Physiotherapist delivers doomsday
A few days later when my knee was less swollen I visited a physiotherapist back home in Lund. It didn’t look that good and she basically said that I had a 50 percent chance of being able to start doing rehab with running soon. The other 50 percent would require a longer rehab and maybe even operation due to a possible damaged meniscus. But it was too early to say anything for certain.
I had enough time to get back there for a second visit a week later but then I was heading off to Vietnam. I was very confused after my second visit because I didn’t leave with a better knowledge of my injury. After a few exercises that showed great improvement on my range of motion (ROM) we did more exercises to test my current state and my goals to run a marathon/50k distances became the subject without me really understanding that.
I got some very basic exercises to do while I was away for my trip. While I tried to figure out if I could start running the answer was more or less like I should avoid it for now and maybe start controlled rehab when I came back instead.
This was a big blow to my motivation. If you ever end up in a situation like this, try to get second opinions without telling them about the first ones.

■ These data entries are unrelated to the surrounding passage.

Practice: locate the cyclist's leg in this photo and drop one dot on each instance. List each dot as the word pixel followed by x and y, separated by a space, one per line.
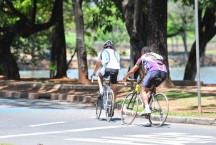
pixel 147 83
pixel 102 73
pixel 114 81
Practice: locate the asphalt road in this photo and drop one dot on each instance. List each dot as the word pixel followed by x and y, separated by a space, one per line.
pixel 45 122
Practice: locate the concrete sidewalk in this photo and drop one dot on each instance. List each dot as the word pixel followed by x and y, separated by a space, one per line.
pixel 74 93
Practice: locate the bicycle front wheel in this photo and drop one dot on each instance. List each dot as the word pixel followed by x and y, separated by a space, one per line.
pixel 110 105
pixel 129 108
pixel 160 108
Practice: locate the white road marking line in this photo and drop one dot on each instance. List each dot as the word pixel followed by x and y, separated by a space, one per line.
pixel 59 132
pixel 44 124
pixel 153 139
pixel 96 140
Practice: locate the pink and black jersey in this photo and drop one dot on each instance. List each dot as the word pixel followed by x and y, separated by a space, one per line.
pixel 151 64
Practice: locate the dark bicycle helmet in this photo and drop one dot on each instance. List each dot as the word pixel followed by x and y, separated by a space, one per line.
pixel 107 44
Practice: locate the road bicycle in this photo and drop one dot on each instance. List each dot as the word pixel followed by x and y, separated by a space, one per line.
pixel 106 102
pixel 133 105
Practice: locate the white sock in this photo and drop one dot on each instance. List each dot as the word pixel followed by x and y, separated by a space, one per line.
pixel 101 90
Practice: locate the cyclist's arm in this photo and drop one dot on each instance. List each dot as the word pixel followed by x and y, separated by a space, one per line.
pixel 97 66
pixel 133 70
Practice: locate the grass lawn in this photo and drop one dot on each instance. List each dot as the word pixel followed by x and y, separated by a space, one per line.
pixel 185 104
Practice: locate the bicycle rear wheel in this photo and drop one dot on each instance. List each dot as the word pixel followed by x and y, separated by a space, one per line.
pixel 160 108
pixel 129 108
pixel 98 107
pixel 110 105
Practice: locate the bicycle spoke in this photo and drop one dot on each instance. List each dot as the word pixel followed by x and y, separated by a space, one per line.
pixel 129 108
pixel 160 108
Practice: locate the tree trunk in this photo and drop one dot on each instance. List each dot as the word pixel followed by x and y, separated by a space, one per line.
pixel 58 45
pixel 207 31
pixel 8 61
pixel 132 12
pixel 81 52
pixel 157 32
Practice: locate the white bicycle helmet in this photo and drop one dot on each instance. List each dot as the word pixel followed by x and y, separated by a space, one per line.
pixel 107 44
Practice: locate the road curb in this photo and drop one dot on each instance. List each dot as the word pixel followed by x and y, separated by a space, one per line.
pixel 79 98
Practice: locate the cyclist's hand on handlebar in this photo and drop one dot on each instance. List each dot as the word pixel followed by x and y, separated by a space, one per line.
pixel 124 80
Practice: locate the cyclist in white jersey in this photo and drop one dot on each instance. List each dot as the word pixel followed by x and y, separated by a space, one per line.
pixel 109 59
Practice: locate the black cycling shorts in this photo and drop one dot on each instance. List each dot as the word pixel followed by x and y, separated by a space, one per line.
pixel 113 73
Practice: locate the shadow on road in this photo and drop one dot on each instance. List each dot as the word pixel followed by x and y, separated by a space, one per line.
pixel 41 104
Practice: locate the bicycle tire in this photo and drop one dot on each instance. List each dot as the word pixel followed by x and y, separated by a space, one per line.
pixel 110 105
pixel 98 108
pixel 129 108
pixel 159 106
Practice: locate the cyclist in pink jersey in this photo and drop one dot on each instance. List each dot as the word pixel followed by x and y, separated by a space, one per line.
pixel 155 68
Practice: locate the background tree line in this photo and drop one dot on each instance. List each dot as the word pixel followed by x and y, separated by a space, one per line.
pixel 35 26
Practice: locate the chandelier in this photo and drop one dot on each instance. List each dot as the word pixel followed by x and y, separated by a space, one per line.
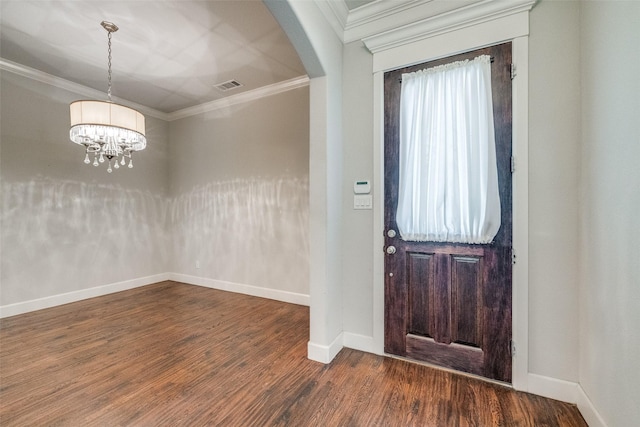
pixel 109 132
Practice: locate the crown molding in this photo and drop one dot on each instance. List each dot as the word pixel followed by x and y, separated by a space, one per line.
pixel 251 95
pixel 476 13
pixel 366 20
pixel 60 83
pixel 240 98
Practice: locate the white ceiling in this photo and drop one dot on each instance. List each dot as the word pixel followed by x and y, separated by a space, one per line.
pixel 167 54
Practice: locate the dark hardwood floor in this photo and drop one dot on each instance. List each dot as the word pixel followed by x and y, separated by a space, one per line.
pixel 171 354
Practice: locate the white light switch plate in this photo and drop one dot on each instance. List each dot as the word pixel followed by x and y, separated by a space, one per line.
pixel 363 201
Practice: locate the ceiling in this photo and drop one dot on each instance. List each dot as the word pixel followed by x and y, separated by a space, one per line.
pixel 167 54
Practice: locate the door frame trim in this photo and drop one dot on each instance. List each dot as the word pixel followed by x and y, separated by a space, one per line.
pixel 515 29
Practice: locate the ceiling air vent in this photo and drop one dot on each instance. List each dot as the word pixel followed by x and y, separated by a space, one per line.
pixel 228 85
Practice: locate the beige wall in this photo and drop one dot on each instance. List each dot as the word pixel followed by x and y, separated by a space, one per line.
pixel 610 203
pixel 239 188
pixel 554 132
pixel 228 189
pixel 67 226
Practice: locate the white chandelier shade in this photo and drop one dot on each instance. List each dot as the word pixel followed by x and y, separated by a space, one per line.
pixel 94 122
pixel 107 130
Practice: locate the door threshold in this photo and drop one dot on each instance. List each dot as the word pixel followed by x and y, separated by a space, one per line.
pixel 453 371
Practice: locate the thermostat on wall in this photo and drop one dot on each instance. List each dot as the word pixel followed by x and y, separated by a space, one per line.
pixel 362 187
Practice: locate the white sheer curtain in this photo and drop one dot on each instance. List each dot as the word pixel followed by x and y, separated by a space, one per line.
pixel 448 189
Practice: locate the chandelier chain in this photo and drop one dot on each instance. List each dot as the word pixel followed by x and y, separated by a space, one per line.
pixel 109 67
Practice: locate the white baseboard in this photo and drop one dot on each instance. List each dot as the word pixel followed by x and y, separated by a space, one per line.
pixel 566 391
pixel 360 342
pixel 274 294
pixel 588 411
pixel 324 353
pixel 553 388
pixel 60 299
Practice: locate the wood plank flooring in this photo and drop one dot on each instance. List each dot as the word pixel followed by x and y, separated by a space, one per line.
pixel 171 354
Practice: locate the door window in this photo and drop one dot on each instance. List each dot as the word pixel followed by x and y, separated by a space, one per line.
pixel 448 180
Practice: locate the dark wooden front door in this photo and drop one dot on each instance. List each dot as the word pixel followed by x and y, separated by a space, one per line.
pixel 445 303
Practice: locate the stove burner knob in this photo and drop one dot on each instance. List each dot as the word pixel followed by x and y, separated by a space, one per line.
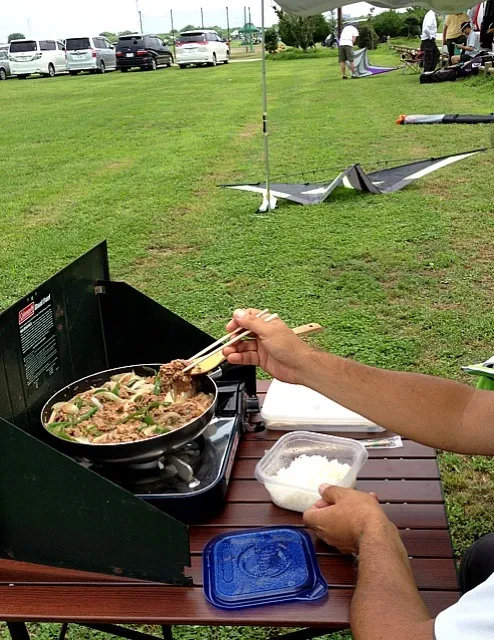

I turned to a trusted friend and a person that works with this too and while the injury is a fact you can’t ignore, the way to respond to it was completely different.
After less than two months since the last injury I was already running distances of 10 kilometers with no problem. But I would lie if my body felt like before. I could feel that both my knees were affected by me trying to improve my ROM and I could sometimes get a hint of my over training from before.
The good thing is that I have been able to enjoy running during my travel in Vietnam in a way that was not possible according to the physiotherapist. To her defense she had a short time to come up with working plan for me that wouldn’t make it worse. But running like this was not even part of her reality.
My running in Vietnam took a bad turn when I fell with a motorbike. Nothing serious but a few minor wounds but the one on the foot was annoying as it got infected, required longer healing and was in the way of walking. So running was out of the picture for 3 weeks here.
Because I had trouble with motivation before that accident it was tough to pick up the running the last two weeks of my travels. I did 2 running sessions on treadmills but nothing more than that.
What’s coming next?
I don’t really know where I’m going, I just know that I’m going somewhere.
My goal is to have fun and if that is out of the picture so will probably I. I will try to work my way back and run in slower paces and focus on getting more volume and distance instead of speed. At the same time I will build strength to improve my running and get a good foundation for future training.
I arrived back home to Sweden on December 18th and my motivation continued to grow. I did some training between Christmas and New Years Eve. When the new year came I decided to enter Runner’s Worlds “30 day Running Streak”. Running every day is out of the picture for me but the goal is to train for at least 30 minutes every day. I will try to run every second day and the days in between go the gym for strength training.
If all training goes well during the winter months I will start setting up some goals for 2018 in March maybe. At this point I’m not sure what that could be but I do know that I will not set any goals if I don’t feel ready for them both mentally and physically.
I found my love for running in early 2016. Since then I have used social media to get inspired and eventually inspire others. I have continued to use running as a great way to stay in good mental and physical shape. I have also found out that I’m apparently mortal and can get injuries.